Over the next couple of weeks, The Racing Biz will celebrate the holiday season by sharing a few of our (and your) favorite pictures, articles, and videos from 2013. Our folks have been on the spot for many of the most important racing days of the mid-Atlantic season and have come up with compelling words and images to tell the tales they’ve heard and seen. We hope you’ll enjoy them…
During the year we inaugurated our Partners for Happy Endings program to provide both funding and advertising support for regional nonprofits working to place retired racehorses in productive and happy second lives. We encouraged our Partners — Thoroughbred Placement Resources and Thoroughbred Retirement Foundation at James River — to provide some “happy endings” stories; below is one of them.
by Kelly O’Leary Winkle
My story begins with another off-track Thoroughbred (OTTB), “The Big Easy,” known to all as “Easy.” He was my first horse and certainly my first love. We learned many things together but mostly how to be loyal, how to form a partnership and how to open your heart wide, allowing another to inhabit it and change your life. Losing Easy to melanoma, at the age of 18 on Christmas Eve was indescribable. I decided: Never again would I open my heart up wide to another horse, never again would I allow another to inhabit his particular place.
Still, the pull of being owned by another was great.
However, once I decided to seek another horse, I had strict guidelines…. no grey, no long thoroughbred legs, no OTTB’s, nothing over 16 hands, nothing to visually remind me of Easy.
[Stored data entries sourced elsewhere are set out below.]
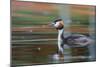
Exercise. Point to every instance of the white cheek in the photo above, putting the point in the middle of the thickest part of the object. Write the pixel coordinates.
(57, 24)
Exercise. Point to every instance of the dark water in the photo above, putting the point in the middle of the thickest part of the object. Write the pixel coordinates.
(30, 48)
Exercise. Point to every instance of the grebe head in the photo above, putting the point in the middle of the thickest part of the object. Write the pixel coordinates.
(58, 24)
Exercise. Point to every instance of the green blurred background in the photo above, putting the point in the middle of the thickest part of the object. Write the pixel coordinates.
(34, 42)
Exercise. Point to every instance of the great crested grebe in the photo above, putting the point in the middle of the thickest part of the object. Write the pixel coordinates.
(72, 40)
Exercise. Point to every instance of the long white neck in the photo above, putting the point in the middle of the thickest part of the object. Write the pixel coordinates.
(60, 39)
(60, 34)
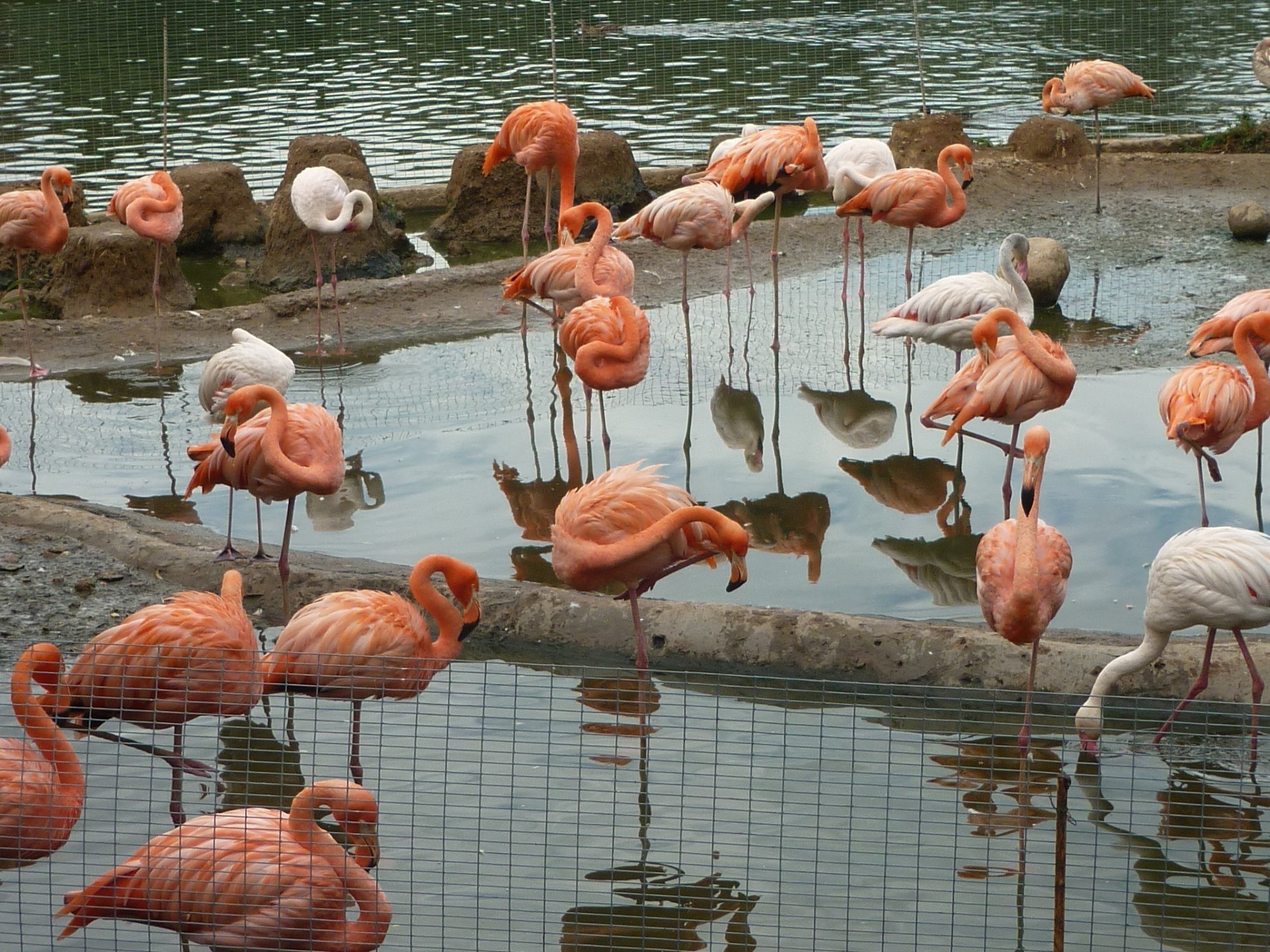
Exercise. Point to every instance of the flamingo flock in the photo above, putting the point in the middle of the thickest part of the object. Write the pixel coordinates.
(265, 879)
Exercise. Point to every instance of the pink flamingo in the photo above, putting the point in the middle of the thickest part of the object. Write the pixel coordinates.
(574, 273)
(193, 655)
(1021, 569)
(911, 197)
(278, 454)
(540, 138)
(361, 645)
(1093, 84)
(1217, 334)
(781, 159)
(41, 778)
(1208, 405)
(253, 880)
(151, 207)
(607, 340)
(628, 526)
(1010, 381)
(36, 221)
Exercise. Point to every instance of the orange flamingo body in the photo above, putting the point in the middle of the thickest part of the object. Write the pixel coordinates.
(1010, 381)
(362, 644)
(572, 274)
(41, 778)
(1093, 84)
(540, 138)
(153, 207)
(1021, 568)
(34, 220)
(1206, 407)
(253, 880)
(911, 197)
(190, 656)
(630, 527)
(281, 452)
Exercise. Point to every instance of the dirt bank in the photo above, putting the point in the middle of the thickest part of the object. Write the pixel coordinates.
(69, 571)
(1155, 206)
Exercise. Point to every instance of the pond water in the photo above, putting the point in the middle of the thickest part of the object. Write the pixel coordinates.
(583, 809)
(462, 447)
(415, 83)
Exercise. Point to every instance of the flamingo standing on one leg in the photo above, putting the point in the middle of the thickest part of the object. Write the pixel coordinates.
(607, 340)
(1217, 334)
(253, 880)
(572, 274)
(36, 221)
(190, 656)
(153, 207)
(1208, 405)
(781, 158)
(1021, 569)
(244, 362)
(41, 778)
(853, 165)
(362, 645)
(911, 197)
(323, 202)
(539, 138)
(630, 527)
(278, 454)
(1216, 576)
(947, 311)
(1093, 84)
(1009, 381)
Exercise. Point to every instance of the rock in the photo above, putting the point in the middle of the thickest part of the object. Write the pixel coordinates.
(1249, 221)
(1048, 267)
(916, 143)
(288, 258)
(36, 267)
(492, 207)
(219, 207)
(1050, 139)
(107, 268)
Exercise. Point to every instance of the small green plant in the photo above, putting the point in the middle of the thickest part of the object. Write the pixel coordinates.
(1244, 136)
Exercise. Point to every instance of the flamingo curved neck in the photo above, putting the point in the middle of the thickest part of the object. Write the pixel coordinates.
(40, 728)
(371, 927)
(448, 619)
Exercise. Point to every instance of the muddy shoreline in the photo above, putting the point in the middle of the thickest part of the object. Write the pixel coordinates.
(70, 569)
(1148, 194)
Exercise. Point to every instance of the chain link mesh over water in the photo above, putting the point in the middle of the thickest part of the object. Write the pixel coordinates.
(415, 83)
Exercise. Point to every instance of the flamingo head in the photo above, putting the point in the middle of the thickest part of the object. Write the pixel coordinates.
(1049, 95)
(1035, 446)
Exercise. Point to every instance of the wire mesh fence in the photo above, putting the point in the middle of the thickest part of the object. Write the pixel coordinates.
(415, 84)
(581, 808)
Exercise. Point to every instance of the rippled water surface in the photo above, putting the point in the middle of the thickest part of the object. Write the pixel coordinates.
(414, 83)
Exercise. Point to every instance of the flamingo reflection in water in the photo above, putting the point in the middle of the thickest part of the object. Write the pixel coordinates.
(659, 913)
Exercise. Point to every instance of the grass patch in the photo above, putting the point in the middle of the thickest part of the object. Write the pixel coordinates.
(1244, 136)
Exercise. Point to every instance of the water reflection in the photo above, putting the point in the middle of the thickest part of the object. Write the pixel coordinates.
(334, 513)
(658, 909)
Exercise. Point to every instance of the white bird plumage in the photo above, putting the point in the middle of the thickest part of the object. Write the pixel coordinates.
(1217, 576)
(947, 311)
(247, 361)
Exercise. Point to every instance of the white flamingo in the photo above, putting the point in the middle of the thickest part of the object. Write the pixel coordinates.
(947, 311)
(244, 362)
(324, 205)
(1217, 576)
(853, 164)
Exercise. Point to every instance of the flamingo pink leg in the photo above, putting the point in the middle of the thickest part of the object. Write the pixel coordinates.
(313, 238)
(1257, 687)
(1201, 683)
(36, 370)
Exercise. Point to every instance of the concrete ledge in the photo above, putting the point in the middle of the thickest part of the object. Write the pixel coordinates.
(532, 622)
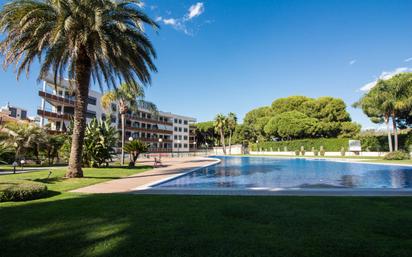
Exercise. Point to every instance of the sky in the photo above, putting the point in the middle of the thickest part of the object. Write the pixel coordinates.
(221, 56)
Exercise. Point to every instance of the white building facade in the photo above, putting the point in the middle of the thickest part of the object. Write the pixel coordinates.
(164, 131)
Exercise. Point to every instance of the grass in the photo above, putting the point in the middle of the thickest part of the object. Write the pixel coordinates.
(70, 224)
(130, 225)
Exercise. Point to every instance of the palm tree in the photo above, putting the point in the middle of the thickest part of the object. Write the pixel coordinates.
(135, 148)
(231, 126)
(220, 127)
(128, 98)
(101, 40)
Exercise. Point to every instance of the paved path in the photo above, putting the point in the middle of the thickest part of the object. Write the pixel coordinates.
(172, 167)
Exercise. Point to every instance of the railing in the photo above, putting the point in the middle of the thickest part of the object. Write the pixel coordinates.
(134, 117)
(56, 98)
(162, 131)
(55, 115)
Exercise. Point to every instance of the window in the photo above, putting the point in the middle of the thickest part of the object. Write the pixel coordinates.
(13, 112)
(23, 114)
(90, 114)
(91, 100)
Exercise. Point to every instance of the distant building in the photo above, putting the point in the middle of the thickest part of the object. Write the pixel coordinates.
(165, 132)
(14, 112)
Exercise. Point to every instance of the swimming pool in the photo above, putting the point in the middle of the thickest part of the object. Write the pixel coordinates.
(267, 172)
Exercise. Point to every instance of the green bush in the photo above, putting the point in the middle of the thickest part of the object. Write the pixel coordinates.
(21, 190)
(329, 144)
(398, 155)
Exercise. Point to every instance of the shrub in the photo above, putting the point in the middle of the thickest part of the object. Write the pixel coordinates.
(342, 151)
(21, 190)
(397, 155)
(329, 144)
(322, 151)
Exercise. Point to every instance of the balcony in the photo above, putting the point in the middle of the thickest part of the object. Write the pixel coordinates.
(136, 118)
(56, 99)
(53, 115)
(161, 131)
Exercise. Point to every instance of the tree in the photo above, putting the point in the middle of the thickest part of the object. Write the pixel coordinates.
(51, 147)
(128, 97)
(26, 138)
(103, 40)
(220, 127)
(99, 142)
(291, 125)
(378, 106)
(135, 148)
(206, 133)
(231, 122)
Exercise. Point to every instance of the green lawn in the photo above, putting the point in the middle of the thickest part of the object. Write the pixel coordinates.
(69, 224)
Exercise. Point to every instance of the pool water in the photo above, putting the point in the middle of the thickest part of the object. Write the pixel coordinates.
(266, 172)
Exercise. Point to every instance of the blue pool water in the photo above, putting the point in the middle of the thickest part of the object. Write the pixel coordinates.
(265, 172)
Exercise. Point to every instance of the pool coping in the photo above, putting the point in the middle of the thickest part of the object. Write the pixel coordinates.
(151, 189)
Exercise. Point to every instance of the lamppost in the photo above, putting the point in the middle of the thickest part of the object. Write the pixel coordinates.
(160, 145)
(178, 148)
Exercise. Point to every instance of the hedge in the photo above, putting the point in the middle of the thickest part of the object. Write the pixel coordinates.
(21, 190)
(329, 144)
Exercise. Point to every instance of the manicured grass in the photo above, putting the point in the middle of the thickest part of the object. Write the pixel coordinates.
(131, 225)
(56, 181)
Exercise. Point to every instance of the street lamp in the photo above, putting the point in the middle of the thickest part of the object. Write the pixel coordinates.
(178, 148)
(160, 146)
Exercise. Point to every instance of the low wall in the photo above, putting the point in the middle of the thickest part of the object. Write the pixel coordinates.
(235, 149)
(331, 154)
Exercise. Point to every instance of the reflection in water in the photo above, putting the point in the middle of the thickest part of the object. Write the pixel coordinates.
(246, 172)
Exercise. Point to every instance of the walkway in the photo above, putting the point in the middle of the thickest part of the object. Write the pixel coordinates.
(172, 167)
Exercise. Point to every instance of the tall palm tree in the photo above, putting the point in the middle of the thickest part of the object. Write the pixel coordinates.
(127, 98)
(220, 127)
(101, 40)
(231, 126)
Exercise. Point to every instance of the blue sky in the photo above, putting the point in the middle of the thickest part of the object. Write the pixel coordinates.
(231, 56)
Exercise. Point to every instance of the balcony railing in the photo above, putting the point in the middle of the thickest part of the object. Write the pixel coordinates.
(54, 115)
(151, 130)
(56, 98)
(134, 117)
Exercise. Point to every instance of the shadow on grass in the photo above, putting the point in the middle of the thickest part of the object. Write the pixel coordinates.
(129, 225)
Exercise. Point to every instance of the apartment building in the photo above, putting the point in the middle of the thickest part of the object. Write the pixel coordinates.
(164, 131)
(14, 112)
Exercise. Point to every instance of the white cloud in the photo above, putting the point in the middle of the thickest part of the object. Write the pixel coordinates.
(170, 21)
(195, 10)
(384, 76)
(180, 24)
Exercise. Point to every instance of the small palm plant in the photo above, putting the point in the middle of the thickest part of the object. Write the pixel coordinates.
(103, 40)
(128, 97)
(135, 148)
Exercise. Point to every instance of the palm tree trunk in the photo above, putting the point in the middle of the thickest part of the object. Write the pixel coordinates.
(389, 133)
(123, 124)
(230, 142)
(82, 71)
(395, 132)
(222, 139)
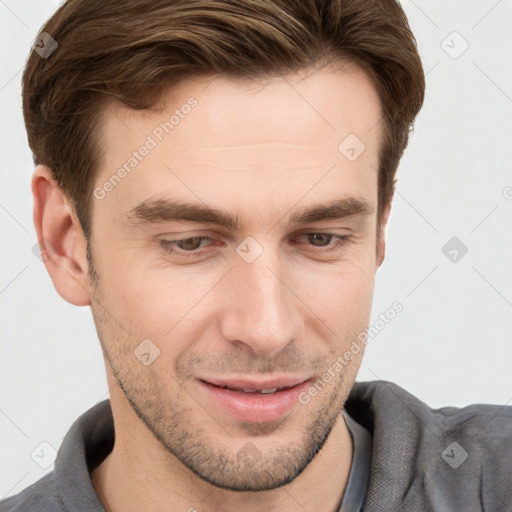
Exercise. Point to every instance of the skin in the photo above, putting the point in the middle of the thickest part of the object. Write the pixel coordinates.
(259, 151)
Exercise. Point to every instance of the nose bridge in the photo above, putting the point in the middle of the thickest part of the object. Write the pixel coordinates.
(261, 312)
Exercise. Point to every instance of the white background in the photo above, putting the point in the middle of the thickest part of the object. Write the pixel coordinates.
(451, 345)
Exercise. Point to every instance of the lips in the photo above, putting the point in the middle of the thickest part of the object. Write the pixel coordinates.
(253, 400)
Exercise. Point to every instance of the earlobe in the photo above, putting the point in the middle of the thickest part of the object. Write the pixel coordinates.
(61, 240)
(381, 239)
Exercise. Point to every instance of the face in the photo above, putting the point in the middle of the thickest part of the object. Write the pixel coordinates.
(238, 251)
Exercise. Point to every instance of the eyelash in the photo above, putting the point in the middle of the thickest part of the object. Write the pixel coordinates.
(169, 245)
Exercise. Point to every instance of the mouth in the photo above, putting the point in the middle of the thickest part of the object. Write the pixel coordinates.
(254, 401)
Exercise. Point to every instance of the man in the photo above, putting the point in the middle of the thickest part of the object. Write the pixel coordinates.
(214, 179)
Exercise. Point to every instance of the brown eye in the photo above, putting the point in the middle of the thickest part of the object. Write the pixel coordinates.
(320, 239)
(190, 244)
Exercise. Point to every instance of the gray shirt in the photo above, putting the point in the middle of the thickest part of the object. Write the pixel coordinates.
(420, 459)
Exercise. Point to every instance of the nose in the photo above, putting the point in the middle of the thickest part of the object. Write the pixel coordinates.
(260, 308)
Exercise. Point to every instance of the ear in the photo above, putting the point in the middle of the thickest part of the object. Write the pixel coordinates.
(61, 240)
(381, 238)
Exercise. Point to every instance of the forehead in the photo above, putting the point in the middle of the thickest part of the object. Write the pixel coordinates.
(267, 139)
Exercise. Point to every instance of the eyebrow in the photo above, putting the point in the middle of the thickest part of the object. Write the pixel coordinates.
(154, 211)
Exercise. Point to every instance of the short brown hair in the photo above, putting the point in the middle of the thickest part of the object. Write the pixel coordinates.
(132, 50)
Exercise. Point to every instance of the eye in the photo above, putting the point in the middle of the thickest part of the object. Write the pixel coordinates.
(330, 241)
(185, 245)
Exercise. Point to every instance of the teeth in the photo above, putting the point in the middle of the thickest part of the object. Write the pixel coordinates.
(250, 390)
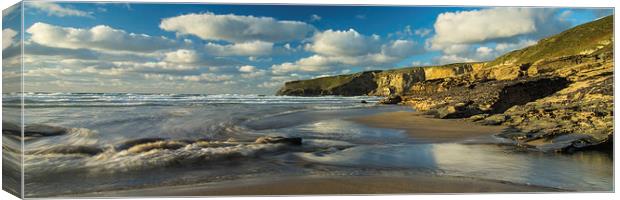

I needed a fresh start and a fresh look.
And so the search for my new partner began, slowly and with half-hearted effort. How could I replace Easy? I couldn’t, and I struggled with the guilt, even while wanting to be involved in that partnership again.
Over time, the search continued with a bit more effort and even need. I needed to be back in the saddle. As a cancer patient, I needed to continue being who I am and continue my joy in being with a horse again. I needed to give myself reason to continue moving on, moving on with purpose, moving on with hope, moving on with love.
I’m still not sure what led me to Thoroughbred Placement Resources. I just know that I felt compelled to click that link when it came up in my web browser. Dare I click on the “Off the Track”? I did, and what I found pulled me in, quickly. As I gazed with renewed interest over each of the horses, the horse that kept coming back to me was exactly what I didn’t want — grey, long-legged, a retired racehorse. But his pictures and his videos continued to play in my mind. Simply, I could not resist researching more of Leighton Farm and Kim Clark. What I read, what I heard was exemplary, what I saw was tantalizing. What I feel is gratitude.
Knowing that now was the time, I filled out the prospective adopter contract and waited anxiously for a response. The response came, and I was approved!
The next step was considered carefully; was I ready? Ready enough to make that contact and schedule a time to go meet Kim and this horse that continued to work his way into my thoughts. The date and time were set, coincidentally, on my 50th birthday. So, on August 2, 2013, I set my alarm for 5AM to begin the 200 mile drive to meet this horse that couldn’t possibly be a match for me.[pullquote]I needed to give myself reason to continue moving on, moving on with purpose, moving on with hope, moving on with love.”[/pullquote]
Love at first sight is for the young and naive. It’s not for the older crowd, it’s not for the one who was planning on meeting multiple horses before finding the one that “will work.” So I drove in to Leighton Farm, walked through the first barn that I came to and saw him, then saw several others — and then saw him again.
My feet stayed planted while I stroked his nose, while I gazed upon everything that brought back old memories and excitement for new memories still to be created. As I groomed him, petted him, ran my fingers through his forelock and mane, the feelings just began. As I saddled him and finally mounted him, I was “home.” As I rode him lightly, he began his journey through my veins, toward my soul and into my heart.
On August 6, 2013, Kim’s Dixie Tune, “Kim,” physically came home with me. And so our story begins, one filled with partnership, promise, adventure and most of all, love.
Disclosure: For most of two seasons, Kim’s Dixie Tune ran for That’s Amore Stable, whose principal, Frank Vespe, is also publisher of this site. This article arrived unsolicited, and in fact, Frank had not been aware previously that Kim’s Dixie Tune was at TPR.